Irregularidades en el nombramiento de la embajadora de México en Honduras: preguntas sin respuesta
Señalan irregularidades en el nombramiento de la embajadora de México en Honduras. Falta de claridad sobre nacionalidad, requisitos legales y silencio de la Cancillería.
Las irregularidades en el nombramiento de la embajadora de México en Honduras han encendido una alerta que va más allá de un nombre propio o de una polémica en redes sociales. Se trata de un tema que toca directamente la legalidad, la transparencia y la credibilidad del servicio exterior mexicano.
La periodista Dolia Estévez dio a conocer una denuncia que merece atención institucional: Martha Susana Peón Sánchez, identificada también como “Susi Iruegas” y actual embajadora de México en Honduras, habría sido designada sin cumplir plenamente los requisitos legales que exige la ley mexicana para ocupar un cargo diplomático de alto nivel.
De acuerdo con lo expuesto, la funcionaria contaría con un acta de nacimiento cubana, no habría concluido una licenciatura profesional y no habría acreditado formalmente la renuncia a otra nacionalidad, todos ellos requisitos indispensables para representar al Estado mexicano en el extranjero. No se trata de detalles menores ni de tecnicismos administrativos: son condiciones explícitas establecidas en la Ley del Servicio Exterior Mexicano.
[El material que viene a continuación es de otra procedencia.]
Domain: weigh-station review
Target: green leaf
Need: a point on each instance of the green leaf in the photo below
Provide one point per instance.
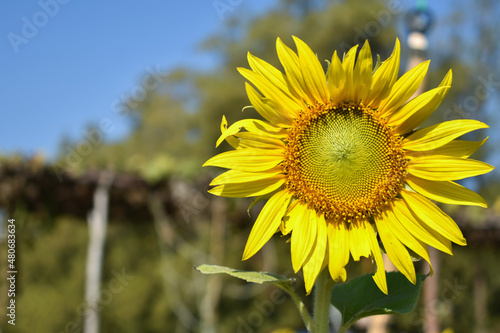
(362, 298)
(249, 276)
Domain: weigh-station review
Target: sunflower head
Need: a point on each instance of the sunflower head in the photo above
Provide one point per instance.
(341, 164)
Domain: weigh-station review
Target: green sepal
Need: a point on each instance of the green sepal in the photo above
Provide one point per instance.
(361, 297)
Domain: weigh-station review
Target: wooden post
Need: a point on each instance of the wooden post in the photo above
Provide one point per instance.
(97, 221)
La gravedad del señalamiento se amplifica porque la embajadora ha participado en actos oficiales recientes en Honduras, representando a México ante autoridades locales y eventos diplomáticos. Es decir, no estamos ante una designación suspendida o en revisión, sino ante un cargo en ejercicio.
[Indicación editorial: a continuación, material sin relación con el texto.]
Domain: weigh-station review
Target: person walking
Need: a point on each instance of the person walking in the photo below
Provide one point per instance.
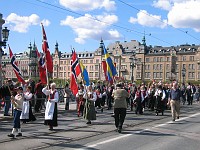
(17, 102)
(51, 106)
(27, 114)
(174, 101)
(89, 109)
(120, 106)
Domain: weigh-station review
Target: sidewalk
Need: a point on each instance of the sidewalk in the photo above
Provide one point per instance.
(61, 107)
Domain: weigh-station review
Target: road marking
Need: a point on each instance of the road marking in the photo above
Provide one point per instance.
(137, 132)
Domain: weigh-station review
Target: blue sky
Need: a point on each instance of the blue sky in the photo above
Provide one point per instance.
(81, 23)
Un problema que no parece aislado
Las dudas sobre las irregularidades en el nombramiento de la embajadora de México en Honduras no surgen en el vacío. Documentos oficiales citados por medios nacionales, entre ellos El Economista, han advertido previamente sobre cambios de nacionalidad poco claros y la expedición de actas mexicanas a personas nacidas en Cuba, sin que siempre exista una trazabilidad pública y transparente de esos procesos.
Cuando estos señalamientos aparecen de manera reiterada, dejan de ser casos aislados para convertirse en un problema estructural dentro de la Cancillería. La diplomacia no solo se sostiene en discursos y buenas intenciones, sino en procedimientos claros, verificables y legales.
El silencio institucional
Hasta el momento, la Secretaría de Relaciones Exteriores no ha emitido una aclaración pública sobre el caso. No hay comunicado oficial, no hay desmentido documentado ni explicación detallada que despeje las dudas. En política exterior, el silencio suele ser una mala estrategia, porque alimenta la sospecha y debilita la confianza.
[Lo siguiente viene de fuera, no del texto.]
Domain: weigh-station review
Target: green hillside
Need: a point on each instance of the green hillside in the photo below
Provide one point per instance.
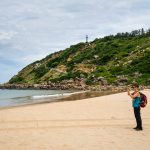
(124, 57)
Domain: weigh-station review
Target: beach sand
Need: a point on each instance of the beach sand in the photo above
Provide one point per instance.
(101, 123)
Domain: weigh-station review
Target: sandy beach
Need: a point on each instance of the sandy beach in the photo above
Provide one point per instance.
(101, 123)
La ciudadanía no exige linchamientos mediáticos ni juicios anticipados. Exige certeza. ¿Cumple o no la embajadora con los requisitos legales? ¿Se revisaron adecuadamente sus documentos? ¿Existe un expediente completo y validado? Las respuestas no deberían tardar ni ser ambiguas.
Lo que está en juego
Un embajador no representa a un gobierno de turno; representa al Estado mexicano. Por eso, cualquier duda sobre la legalidad de su nombramiento afecta directamente la imagen del país en el extranjero y la confianza de los ciudadanos en sus instituciones.
Permitir que las irregularidades en el nombramiento de la embajadora de México en Honduras queden sin aclaración sería normalizar la opacidad en una de las áreas más sensibles del Estado. La diplomacia exige rigor, profesionalismo y cumplimiento estricto de la ley.
No se trata de atacar personas, sino de defender principios. La legalidad no es opcional. La transparencia no es un favor. Y la rendición de cuentas no debería depender de la presión mediática.
Preguntas que siguen abiertas
¿Revisó la Cancillería todos los requisitos antes de la designación?
¿Existen documentos que acrediten la nacionalidad mexicana por nacimiento y la renuncia a cualquier otra nacionalidad?
¿Estamos ante un error administrativo o ante una omisión grave?
Mientras estas preguntas sigan sin respuesta, la polémica seguirá creciendo. Y con ella, la percepción de que las reglas pueden flexibilizarse según el cargo o la cercanía política.
Un país serio aclara. Un Estado responsable explica. Y una diplomacia sólida no deja dudas sobre la legitimidad de quienes lo representan.